Não é que temos tempo exíguo. O problema é que perdemos muito dele p. 19.

Bastante longa é a vida e suficiente para levar a termo os maiores empreendimentos, desde que
bem utilizada p. 20.

Não é que recebemos uma vida breve. Nós a encurtamos, quanto, ao invés de sermos ciosos da
mesma, agimos com prodigalidade p. 20.

Para muitos a vida ficou abreviada seja por causa da inveja pela fortuna alheia, seja por causa
do afanoso cuidado pela própria.
Outros ainda sem projeto definido de vida perseguem sempre novos, dentro de uma
superficialidade vaga e displicente em relação a própria pessoa p. 21.

Pequena é a parte da vida que vivemos p. 22.

Os homens não admitem que alguém confisque suas propriedades. Quando ocorre o menor
conflito em torno dos limites, já recorrem às pedradas e até mesmo às armas. Ao invés, toleram
que outros lhes invadam a vida e até são eles mesmos a introduzirem os futuros possessores dela
p. 25.

Demonstram-se zelosos na manutenção do patrimônio, porém, em se tratando de perda de


tempo, manifestam-se plenamente, pródigos, quando é o único bem para o qual a honestidade
exige avareza p.25.

Tenta lembrar-te de quantas vezes perseverantes no mesmo propósito; de quantos dias


transcorrestes com projeto definido; de quais tirastes proveito pessoal; de quanto teu rosto
manteve-se em tranquila dignidade; de quando teu espírito não se curvou ante a covardia; de
quantas obras chegastes a termo, ao longo desse largo espaço de vida; de quantos te
defraudaram sem que sentisse a falta; de quantos te furtaram a dor fútil. A alegria néscia, a
avidez trepidante e a conversação comprometedora. Por fim, vê quão de pouco sobrou de que
era mesmo teu p. 26.

Esbanjas o tempo como se o tirasses de um reservatório pleno e abundante, no entanto, advém a


hipótese segundo a qual bem aquele dia que direcionas para uma pessoa ou para algum negócio
será para ti o último p. 26.

Quem há que possa estar acima daquele que se sobrepõe até à fortuna p. 34.

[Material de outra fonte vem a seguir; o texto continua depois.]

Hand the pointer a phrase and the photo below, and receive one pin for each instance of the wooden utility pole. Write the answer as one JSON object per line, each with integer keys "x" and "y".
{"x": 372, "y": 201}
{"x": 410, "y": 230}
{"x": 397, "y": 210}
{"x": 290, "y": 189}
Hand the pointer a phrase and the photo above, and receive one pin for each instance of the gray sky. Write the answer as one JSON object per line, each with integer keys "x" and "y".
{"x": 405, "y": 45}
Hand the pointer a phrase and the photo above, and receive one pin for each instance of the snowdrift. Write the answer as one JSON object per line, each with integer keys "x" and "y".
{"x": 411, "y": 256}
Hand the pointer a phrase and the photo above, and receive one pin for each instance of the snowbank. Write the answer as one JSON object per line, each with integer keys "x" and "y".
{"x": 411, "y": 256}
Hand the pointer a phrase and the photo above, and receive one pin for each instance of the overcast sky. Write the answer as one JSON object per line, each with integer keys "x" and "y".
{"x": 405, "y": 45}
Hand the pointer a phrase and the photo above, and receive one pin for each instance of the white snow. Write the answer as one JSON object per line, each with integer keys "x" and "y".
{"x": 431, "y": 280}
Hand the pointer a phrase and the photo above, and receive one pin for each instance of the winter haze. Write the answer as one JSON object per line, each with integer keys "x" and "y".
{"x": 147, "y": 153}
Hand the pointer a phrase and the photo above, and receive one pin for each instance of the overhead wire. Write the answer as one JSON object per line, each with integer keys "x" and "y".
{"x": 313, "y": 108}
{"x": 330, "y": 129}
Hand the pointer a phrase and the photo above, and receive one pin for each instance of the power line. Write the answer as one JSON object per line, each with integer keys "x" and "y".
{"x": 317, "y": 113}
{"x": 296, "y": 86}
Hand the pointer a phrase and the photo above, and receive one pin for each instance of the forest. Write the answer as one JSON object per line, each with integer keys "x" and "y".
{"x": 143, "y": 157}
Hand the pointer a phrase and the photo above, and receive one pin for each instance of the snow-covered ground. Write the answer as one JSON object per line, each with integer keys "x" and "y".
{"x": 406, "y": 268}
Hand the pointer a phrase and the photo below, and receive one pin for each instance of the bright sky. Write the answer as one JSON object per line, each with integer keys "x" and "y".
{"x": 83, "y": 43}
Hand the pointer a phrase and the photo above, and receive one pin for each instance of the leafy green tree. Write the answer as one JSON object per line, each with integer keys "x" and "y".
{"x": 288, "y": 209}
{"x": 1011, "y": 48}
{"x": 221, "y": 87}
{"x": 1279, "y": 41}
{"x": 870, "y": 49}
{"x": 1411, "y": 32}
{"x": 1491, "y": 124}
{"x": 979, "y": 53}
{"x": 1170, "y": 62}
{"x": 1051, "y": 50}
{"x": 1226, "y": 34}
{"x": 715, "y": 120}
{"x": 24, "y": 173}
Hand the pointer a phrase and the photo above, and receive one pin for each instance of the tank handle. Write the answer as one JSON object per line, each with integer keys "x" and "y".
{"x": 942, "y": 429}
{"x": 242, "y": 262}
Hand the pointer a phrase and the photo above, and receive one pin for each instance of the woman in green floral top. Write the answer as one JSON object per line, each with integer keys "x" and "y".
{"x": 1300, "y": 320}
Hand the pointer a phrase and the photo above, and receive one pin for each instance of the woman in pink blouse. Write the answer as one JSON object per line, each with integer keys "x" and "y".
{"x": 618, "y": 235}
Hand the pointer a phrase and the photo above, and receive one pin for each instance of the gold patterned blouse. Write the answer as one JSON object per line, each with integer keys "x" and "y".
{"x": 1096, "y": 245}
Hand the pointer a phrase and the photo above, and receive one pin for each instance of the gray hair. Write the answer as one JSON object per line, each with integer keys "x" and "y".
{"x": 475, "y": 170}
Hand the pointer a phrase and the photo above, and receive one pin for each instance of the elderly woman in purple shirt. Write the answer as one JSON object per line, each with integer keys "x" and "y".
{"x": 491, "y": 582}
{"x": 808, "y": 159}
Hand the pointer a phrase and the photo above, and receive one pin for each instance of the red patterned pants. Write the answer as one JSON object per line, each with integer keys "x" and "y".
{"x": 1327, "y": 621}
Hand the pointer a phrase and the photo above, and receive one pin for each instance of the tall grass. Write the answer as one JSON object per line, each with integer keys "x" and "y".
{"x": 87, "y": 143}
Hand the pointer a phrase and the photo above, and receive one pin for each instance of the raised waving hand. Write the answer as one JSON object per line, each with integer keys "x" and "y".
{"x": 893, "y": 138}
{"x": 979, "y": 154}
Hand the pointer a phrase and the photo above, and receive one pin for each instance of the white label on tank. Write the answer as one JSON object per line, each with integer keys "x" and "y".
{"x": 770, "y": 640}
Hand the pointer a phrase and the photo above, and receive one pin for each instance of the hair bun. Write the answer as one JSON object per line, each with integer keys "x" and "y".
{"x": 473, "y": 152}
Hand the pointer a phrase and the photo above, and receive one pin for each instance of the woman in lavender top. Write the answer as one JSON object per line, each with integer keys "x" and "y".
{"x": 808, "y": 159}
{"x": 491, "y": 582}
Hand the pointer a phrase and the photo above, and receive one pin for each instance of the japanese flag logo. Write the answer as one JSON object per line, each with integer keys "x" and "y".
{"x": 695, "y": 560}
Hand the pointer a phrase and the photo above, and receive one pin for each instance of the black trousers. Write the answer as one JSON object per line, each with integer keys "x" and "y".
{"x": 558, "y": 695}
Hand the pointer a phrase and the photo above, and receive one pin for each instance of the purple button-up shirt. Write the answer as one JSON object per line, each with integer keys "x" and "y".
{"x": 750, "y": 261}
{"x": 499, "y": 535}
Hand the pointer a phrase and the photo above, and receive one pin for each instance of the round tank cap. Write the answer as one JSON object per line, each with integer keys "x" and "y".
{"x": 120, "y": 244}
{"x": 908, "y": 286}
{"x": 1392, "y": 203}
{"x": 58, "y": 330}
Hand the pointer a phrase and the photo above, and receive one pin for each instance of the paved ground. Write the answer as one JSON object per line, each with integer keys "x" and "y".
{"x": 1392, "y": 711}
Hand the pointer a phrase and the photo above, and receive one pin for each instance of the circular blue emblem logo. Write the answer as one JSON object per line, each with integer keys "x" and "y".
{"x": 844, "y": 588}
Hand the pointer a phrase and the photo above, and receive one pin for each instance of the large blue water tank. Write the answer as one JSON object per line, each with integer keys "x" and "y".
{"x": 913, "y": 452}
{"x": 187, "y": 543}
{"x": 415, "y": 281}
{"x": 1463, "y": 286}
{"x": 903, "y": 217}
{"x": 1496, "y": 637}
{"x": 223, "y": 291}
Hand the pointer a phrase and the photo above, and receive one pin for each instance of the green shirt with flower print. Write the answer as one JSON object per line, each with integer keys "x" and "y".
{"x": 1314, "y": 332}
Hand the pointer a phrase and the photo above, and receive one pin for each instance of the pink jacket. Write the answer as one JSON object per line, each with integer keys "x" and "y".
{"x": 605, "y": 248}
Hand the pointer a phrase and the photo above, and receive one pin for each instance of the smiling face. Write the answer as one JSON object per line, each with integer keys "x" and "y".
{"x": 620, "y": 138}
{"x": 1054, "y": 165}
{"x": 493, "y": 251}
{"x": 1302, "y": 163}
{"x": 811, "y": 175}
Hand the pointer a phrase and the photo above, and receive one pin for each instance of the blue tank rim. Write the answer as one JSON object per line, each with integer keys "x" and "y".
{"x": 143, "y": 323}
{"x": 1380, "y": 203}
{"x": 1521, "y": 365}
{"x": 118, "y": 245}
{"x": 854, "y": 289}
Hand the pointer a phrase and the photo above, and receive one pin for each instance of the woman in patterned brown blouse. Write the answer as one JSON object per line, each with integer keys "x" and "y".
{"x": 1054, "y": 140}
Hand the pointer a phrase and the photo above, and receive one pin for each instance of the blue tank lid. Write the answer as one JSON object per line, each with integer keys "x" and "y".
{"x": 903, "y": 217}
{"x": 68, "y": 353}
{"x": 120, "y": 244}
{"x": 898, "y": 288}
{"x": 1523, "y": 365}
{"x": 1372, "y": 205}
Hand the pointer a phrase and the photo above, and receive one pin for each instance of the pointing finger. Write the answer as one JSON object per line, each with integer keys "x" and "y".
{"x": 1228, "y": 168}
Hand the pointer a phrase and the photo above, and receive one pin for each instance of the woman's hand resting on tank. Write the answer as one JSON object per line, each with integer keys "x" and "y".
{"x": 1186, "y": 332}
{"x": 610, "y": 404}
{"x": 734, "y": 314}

O que menos faz o indivíduo atarefado é viver. Nenhuma ciência é mais difícil do que a do bem
viver.
Professores para as demais artes proliferam a granel. Em algumas delas há até adolescentes que
as aprenderam tão bem que agora, dispõem-se a ensinar. Todavia, a arte do bem viver exige a
vida inteira, sendo talvez, mais surpreendente que a vida toda é um aprendizado do saber como
morrer p. 38.

Por conseguinte, não digas que fulano viveu muito porque tem cabelos brancos e rugas. Ele não
viveu muito. Apenas durou bastante. Pensas, por ventura, que navega muito aquele de quem
uma violenta tempestade assalta o barco, deixando-o à deriva, para um lado e para outro, ao
sabor de ventanias enfurecidas? Ele não navega muito. Só balançou bastante p. 40.
Os homens recebam os saldos anuais e por eles empatam trabalho, serviço e dedicação. O tempo
ninguém valoriza. Todos os esbanjam qual coisa sem apreço. Isso não obstante, vê os enfermos.
Se o perigo da morte aproxima-se, eles abraçam os joelhos dos médicos. Se temem a pena
capital, mostram-se dispostos a doar todos seus bens em troca da prorrogação de sua própria
existência p. 41.

Ninguém restitui os anos. Ninguém os devolve a ti como tu mesmo. A idade segue seu ritmo e
não muda de direção nem retarda sua marcha. Não faz ruído nem dá sinal de velocidade.
Avança com pés de veludo. Ordem nenhuma dos reis nem preferência popular projetam sua
meta final mais além. Correrá com a mesma pressa que no primeiro dia em que principiou a
caminhada. Nem de pressa nem devagar p. 42

Para onde olhar? Até quando pensas viver? Tudo quanto está por advir assenta-se em terreno
inseguro. Cuida de viver o já e o agora!
Ouça como clama o maior dos poetas. Inspirado por boca divina, canta neste verso salutar:
“O melhor da vida é o primeiro que escapa dos míseros mortais. Por que vacilas?” Continua o
poeta. “Por que hesitas? Se não usares, ele foge.”
E mesmo, se ocupares, ele escapa. Assim deves entender que a celeridade do tempo deve ser
conectada com a velocidade do emprego dele p. 43.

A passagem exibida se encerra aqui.